If you speak to unbelievers frequently for any length of time, it should not take long for you to be faced with the question of the origin of evil. Many have been silenced with questions like, "Where was God, when my mother suffered and died from cancer," or "If God is real, why did all those people die during Hurricane Katrina?" Many atheists argue that the existence of evil challenges the existence of God. According to Ravi Zacharias, "Atheists say that the reality of evil proves that God isn't real."
There are several arguments that one could make for the existence of God. One, for example, is the reality of an objective moral law. According to Zacharias, "If evil exists, then we have to assume that good exists...If good exists, we have to assume that a moral law exists...If a moral law exists, we have to say that there is a moral lawgiver-or we would have no basis for an objective moral law." Other examples that have been used are intelligent design, and the law of cause and effect that reasons that there has to be an uncaused cause (God).
Although these arguments are valid, they do not answer questions pertaining to the existance of evil. Since we as believers know God is good and is not to blame for our peril, we must then ask in return, "If God is not to blame then who is?"
The Bible affirms that human beings are responsible. Zacharias states, "Evil isn't just something outside of us that inflicts suffering on us. Evil is something inside of us that inflicts suffering on others." Many may answer, however, "But God created us." Because like produces like, it would not make since for a perfect God to create something that is flawed. He created all things perfect including man. Even though, Adam, our representative, was created in God's image, he was given complete freedom. As Genesis 3 demonstrates, he chose disobedience. Through one act of disobedience, sin entered into the world ruining God's perfect creation and contaminating the entire human race.

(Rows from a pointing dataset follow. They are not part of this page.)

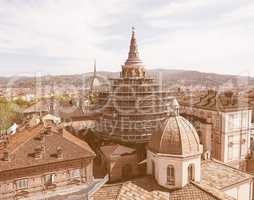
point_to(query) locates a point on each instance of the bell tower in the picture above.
(133, 67)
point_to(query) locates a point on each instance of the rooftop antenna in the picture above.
(93, 78)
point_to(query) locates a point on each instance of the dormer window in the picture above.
(49, 179)
(22, 184)
(171, 175)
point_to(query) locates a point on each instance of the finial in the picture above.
(94, 65)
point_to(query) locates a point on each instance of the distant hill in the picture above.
(168, 77)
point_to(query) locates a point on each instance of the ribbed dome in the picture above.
(178, 137)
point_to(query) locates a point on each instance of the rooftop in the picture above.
(22, 147)
(212, 100)
(178, 137)
(220, 176)
(116, 150)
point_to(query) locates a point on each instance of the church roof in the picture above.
(22, 146)
(133, 56)
(116, 150)
(177, 137)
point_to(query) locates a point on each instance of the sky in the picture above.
(64, 37)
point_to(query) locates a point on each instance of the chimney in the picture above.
(38, 153)
(59, 153)
(6, 156)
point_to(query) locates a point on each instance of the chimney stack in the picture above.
(6, 156)
(59, 153)
(38, 153)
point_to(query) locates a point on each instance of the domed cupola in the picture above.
(174, 153)
(178, 137)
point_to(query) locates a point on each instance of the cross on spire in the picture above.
(133, 57)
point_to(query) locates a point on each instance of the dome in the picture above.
(178, 137)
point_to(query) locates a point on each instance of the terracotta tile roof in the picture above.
(116, 150)
(147, 189)
(108, 192)
(214, 101)
(22, 145)
(218, 175)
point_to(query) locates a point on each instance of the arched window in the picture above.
(171, 175)
(191, 173)
(126, 171)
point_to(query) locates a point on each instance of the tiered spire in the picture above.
(133, 57)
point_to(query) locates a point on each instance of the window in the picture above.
(22, 184)
(153, 169)
(171, 175)
(75, 173)
(234, 121)
(49, 179)
(230, 147)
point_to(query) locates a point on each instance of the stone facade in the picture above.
(121, 163)
(225, 132)
(37, 179)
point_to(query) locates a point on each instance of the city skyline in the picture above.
(210, 36)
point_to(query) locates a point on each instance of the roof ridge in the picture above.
(180, 135)
(77, 141)
(17, 146)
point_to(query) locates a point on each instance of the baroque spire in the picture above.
(133, 57)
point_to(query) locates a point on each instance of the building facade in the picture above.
(223, 124)
(39, 162)
(135, 106)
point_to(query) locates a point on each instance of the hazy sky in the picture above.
(65, 36)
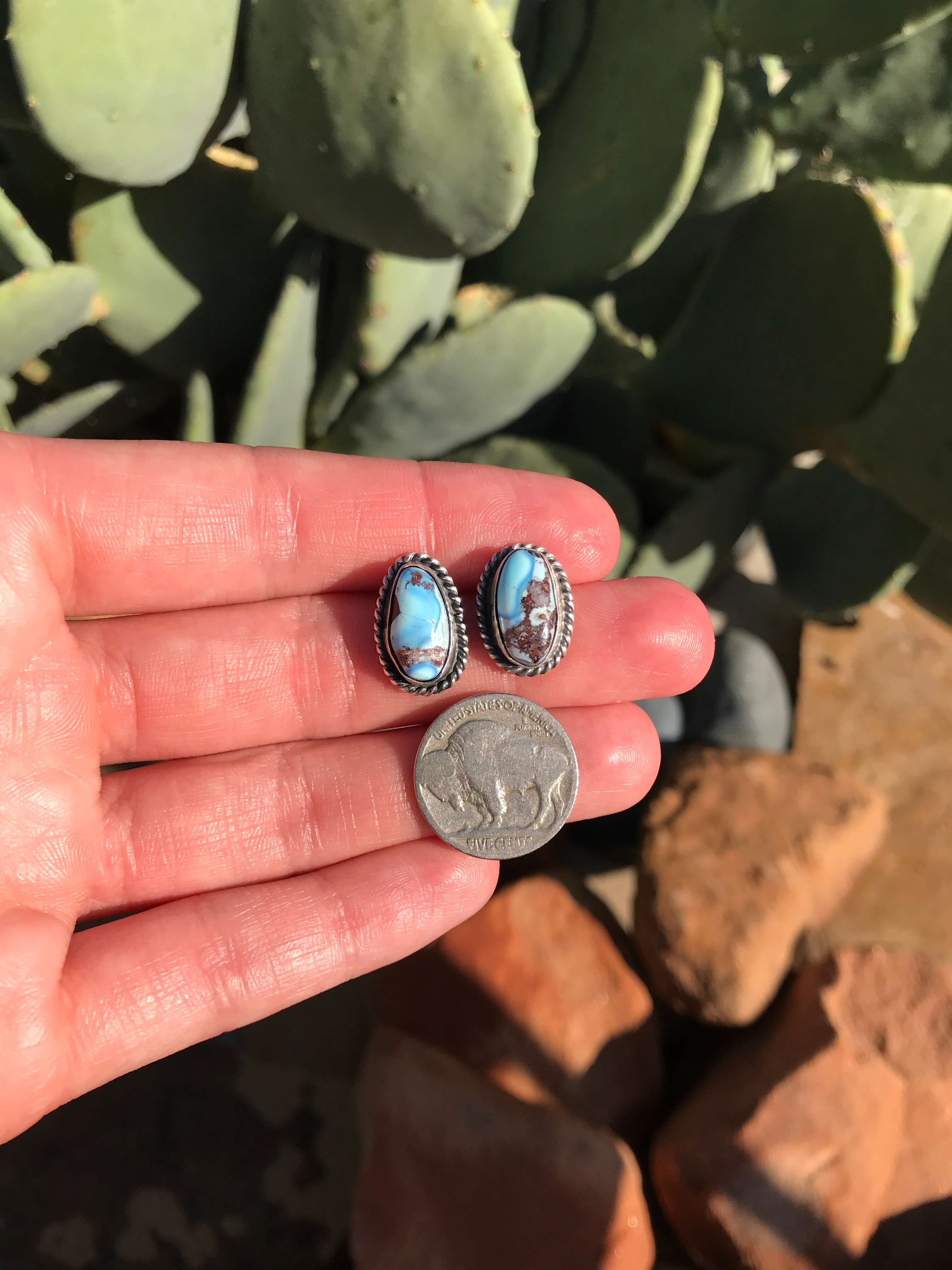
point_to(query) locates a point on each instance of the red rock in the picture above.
(744, 851)
(459, 1175)
(781, 1159)
(876, 700)
(917, 1221)
(897, 1004)
(534, 994)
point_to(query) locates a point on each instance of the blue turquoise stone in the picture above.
(419, 634)
(527, 613)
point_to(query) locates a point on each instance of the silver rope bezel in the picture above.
(489, 625)
(459, 639)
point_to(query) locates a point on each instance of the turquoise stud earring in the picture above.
(526, 610)
(419, 628)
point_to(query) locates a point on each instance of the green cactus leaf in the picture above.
(40, 308)
(275, 408)
(564, 28)
(199, 415)
(403, 298)
(477, 303)
(791, 328)
(607, 421)
(125, 92)
(739, 163)
(695, 541)
(932, 583)
(40, 185)
(837, 544)
(190, 270)
(466, 384)
(562, 460)
(20, 238)
(881, 115)
(336, 388)
(13, 108)
(419, 138)
(923, 216)
(605, 200)
(903, 445)
(649, 300)
(63, 415)
(817, 31)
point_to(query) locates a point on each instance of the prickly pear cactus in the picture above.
(695, 253)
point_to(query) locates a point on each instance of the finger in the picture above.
(150, 985)
(209, 823)
(220, 680)
(154, 525)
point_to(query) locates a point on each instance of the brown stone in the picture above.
(878, 700)
(897, 1004)
(534, 994)
(781, 1159)
(917, 1221)
(743, 853)
(459, 1175)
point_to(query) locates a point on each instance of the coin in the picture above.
(497, 776)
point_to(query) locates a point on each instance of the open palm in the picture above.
(277, 849)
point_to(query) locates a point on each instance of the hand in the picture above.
(279, 849)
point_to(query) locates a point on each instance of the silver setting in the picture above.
(459, 639)
(489, 625)
(496, 776)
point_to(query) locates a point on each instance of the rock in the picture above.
(744, 851)
(534, 994)
(782, 1156)
(895, 1004)
(459, 1175)
(876, 700)
(743, 700)
(616, 890)
(668, 717)
(917, 1222)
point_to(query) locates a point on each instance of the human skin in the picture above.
(277, 849)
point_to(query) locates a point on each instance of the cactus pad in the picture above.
(607, 192)
(904, 444)
(837, 544)
(419, 136)
(791, 327)
(466, 384)
(190, 270)
(275, 408)
(817, 31)
(402, 298)
(40, 308)
(125, 92)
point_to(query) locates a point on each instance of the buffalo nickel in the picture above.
(497, 776)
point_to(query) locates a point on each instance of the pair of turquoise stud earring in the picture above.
(525, 606)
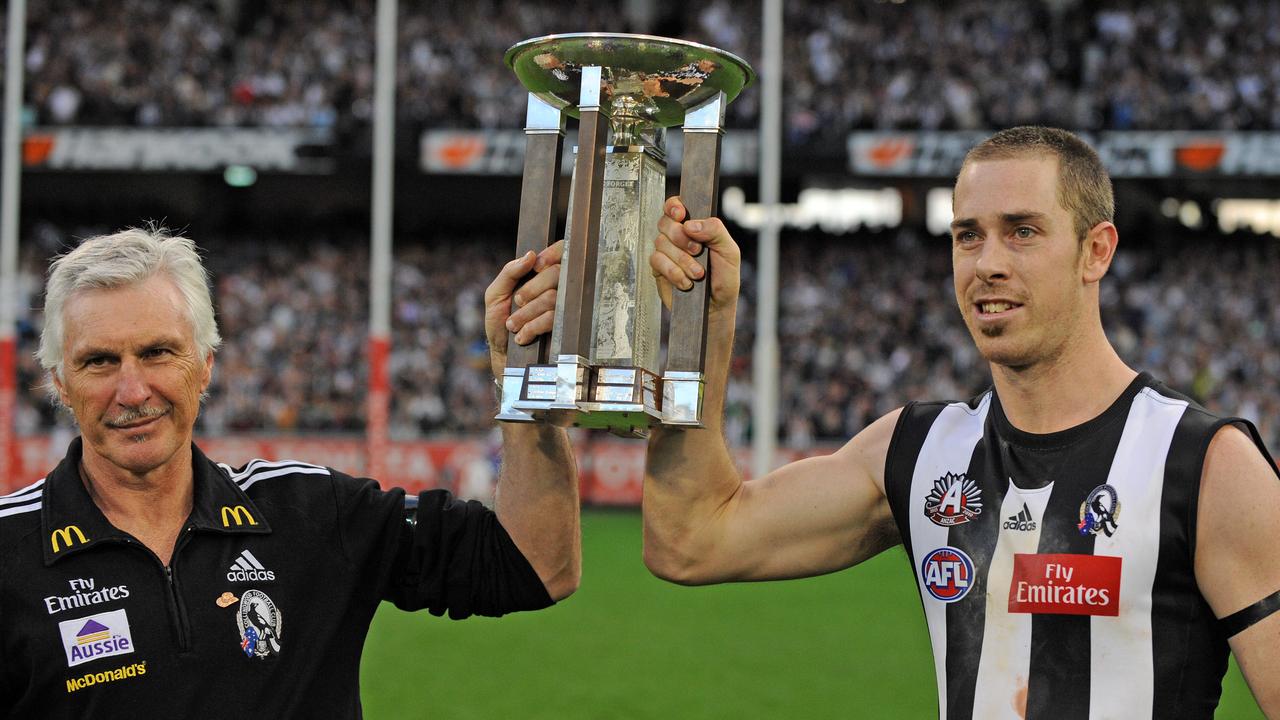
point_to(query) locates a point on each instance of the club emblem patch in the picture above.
(1100, 511)
(260, 625)
(947, 573)
(952, 501)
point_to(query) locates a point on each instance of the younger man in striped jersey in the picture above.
(141, 579)
(1087, 543)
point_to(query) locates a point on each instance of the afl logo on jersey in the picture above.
(954, 500)
(947, 573)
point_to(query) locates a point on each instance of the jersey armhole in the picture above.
(892, 451)
(1193, 501)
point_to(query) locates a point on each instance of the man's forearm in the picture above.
(690, 475)
(538, 504)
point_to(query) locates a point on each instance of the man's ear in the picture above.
(209, 372)
(1097, 250)
(59, 387)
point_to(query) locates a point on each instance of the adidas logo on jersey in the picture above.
(1020, 522)
(247, 569)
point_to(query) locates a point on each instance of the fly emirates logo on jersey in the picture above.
(1065, 584)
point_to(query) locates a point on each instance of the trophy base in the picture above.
(512, 384)
(624, 419)
(682, 399)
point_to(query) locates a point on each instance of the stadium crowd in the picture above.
(1112, 64)
(865, 323)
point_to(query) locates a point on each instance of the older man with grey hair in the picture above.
(141, 578)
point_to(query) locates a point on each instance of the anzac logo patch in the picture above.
(1100, 511)
(260, 625)
(952, 501)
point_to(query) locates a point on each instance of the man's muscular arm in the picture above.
(1238, 554)
(536, 497)
(702, 523)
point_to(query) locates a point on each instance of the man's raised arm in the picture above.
(702, 523)
(536, 497)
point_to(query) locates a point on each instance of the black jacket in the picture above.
(264, 607)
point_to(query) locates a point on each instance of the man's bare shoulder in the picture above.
(867, 451)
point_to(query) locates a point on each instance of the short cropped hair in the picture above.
(124, 259)
(1083, 183)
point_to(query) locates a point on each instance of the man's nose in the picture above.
(132, 388)
(992, 261)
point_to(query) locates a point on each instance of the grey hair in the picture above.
(123, 259)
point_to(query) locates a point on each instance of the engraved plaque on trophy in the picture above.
(599, 367)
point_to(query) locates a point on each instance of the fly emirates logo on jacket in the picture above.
(1065, 584)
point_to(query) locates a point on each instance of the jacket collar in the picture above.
(73, 523)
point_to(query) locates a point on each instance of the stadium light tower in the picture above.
(380, 251)
(9, 185)
(764, 356)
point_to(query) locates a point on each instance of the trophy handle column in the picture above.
(577, 282)
(686, 340)
(539, 195)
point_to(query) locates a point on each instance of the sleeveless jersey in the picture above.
(1056, 570)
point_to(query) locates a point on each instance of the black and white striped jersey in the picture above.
(1056, 570)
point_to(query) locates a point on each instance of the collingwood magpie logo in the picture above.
(1020, 522)
(247, 569)
(1100, 513)
(260, 625)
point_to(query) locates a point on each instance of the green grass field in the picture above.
(626, 645)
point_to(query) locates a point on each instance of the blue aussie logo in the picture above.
(947, 573)
(954, 500)
(104, 634)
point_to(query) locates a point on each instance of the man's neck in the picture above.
(1057, 395)
(152, 507)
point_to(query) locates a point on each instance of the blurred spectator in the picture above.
(1119, 64)
(865, 322)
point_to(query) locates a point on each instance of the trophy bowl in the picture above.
(599, 365)
(670, 76)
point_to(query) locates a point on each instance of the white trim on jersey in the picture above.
(1120, 656)
(26, 500)
(1004, 666)
(23, 495)
(292, 469)
(947, 449)
(265, 469)
(18, 510)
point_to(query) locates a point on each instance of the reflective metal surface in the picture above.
(649, 80)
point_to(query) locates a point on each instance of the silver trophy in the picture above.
(599, 367)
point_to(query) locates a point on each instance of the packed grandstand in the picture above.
(867, 318)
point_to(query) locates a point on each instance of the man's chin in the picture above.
(1005, 354)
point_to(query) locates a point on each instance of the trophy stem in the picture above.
(544, 133)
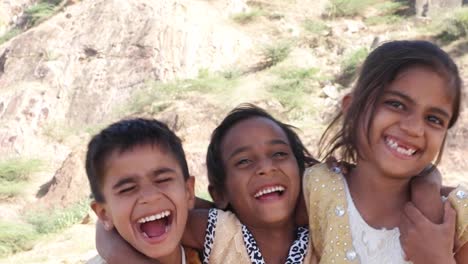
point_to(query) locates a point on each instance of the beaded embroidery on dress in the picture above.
(374, 246)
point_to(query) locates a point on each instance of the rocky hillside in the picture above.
(68, 68)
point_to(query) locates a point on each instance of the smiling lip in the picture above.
(164, 217)
(399, 148)
(269, 192)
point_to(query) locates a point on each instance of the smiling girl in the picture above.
(393, 125)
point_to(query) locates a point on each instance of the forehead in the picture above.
(139, 160)
(252, 131)
(424, 86)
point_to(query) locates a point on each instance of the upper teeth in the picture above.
(154, 217)
(392, 144)
(269, 190)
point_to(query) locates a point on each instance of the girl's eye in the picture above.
(242, 162)
(435, 120)
(280, 154)
(126, 190)
(395, 104)
(163, 180)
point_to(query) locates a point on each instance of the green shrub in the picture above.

It is God, however, that provides a solution for the evil we cause. It did not take long, after the fall, for God to provide hope to a seemingly hopeless story. He tells the serpent that the Messiah will come and crush his head in Genesis 3:15. Jesus did this by taking on flesh, meeting God's standard for living, and dieing as our substitute so that through him we could be brought back into a right relationship with our creator. According to Zacharias, "The death of Jesus on the cross shows the reality of evil—and God's solution for it."
Zacharias, Ravi. Jesus Among Other Gods. Nashville: Thomas Nelson, 2000. 89-101.